なにか新しいことを始めようと思い立ったとき、すでに目的の半分は達成している。

そして、実際に一歩を踏み出した瞬間には、ほとんど目的を達成したに等しい。

これは、僕がなにかを始めるとき、いつも強く考えることだ。

つまり、それだけ決断を下すことは難しい。

いってしまえば、決断し、初めの一歩さえ踏み出せば、あとはその矮小な一歩を積み重ねるだけなのだ。

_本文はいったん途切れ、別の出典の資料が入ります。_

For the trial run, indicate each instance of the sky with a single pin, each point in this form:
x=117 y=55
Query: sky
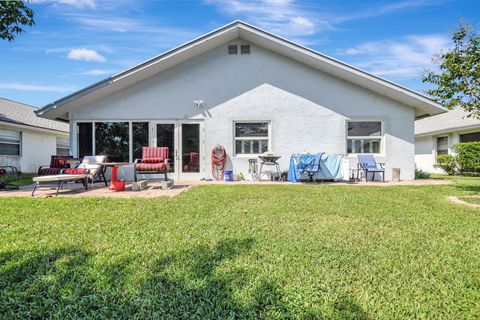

どれだけ険しい道でも、たとえそれがどれだけ途方もない距離であっても、いつかは辿り着く。

理由はシンプルだ。

それが正しい道だから、である。

さて、一歩踏み出しさえすれば、あとは悠々と自分のペースで進めば良い。

たしかに、どの道を選択しようかとあれこれ考えているとき、そして、方針が定まり、実際に重い腰を上げて初めの一歩を踏み出すことに比べると、歩くという行為ははっきりいってスリルじゃない。

ほとんど、惰性である。

しかし、それはけっしてあなたにとって不幸な時間ではない。

なぜなら、決められた道をただ歩くことは、それだけで楽しくもあるからだ。

毎日同じルートを辿っていても、あるときは綺麗な小石にふと目を奪われるかもしれない。

あるときは、自然とお気に入りの歌を口ずさむかもしれない。

そしてあるときは、美しい鳥の声に気づくかもしれない。

これらは、同じはずの道を、まったく違うものに変化させる。

歩むことでしか味わえない、醍醐味のようなものである。

こっから−kokkara−というタイトルとリンクしているかはわからないけれど、すこし書いてみた。

道を歩くことはそれだけで楽しい。

そして、いつか僕はふと立ち止まり、これまで歩んできた道程を振り返るだろう。

そのとき得られる感覚がどんなものか、そのとき見られる景色がどんなものか、実は、現段階で一番の楽しみはそれだったりする。

とにもかくにも、これが僕のたしかな第一歩である。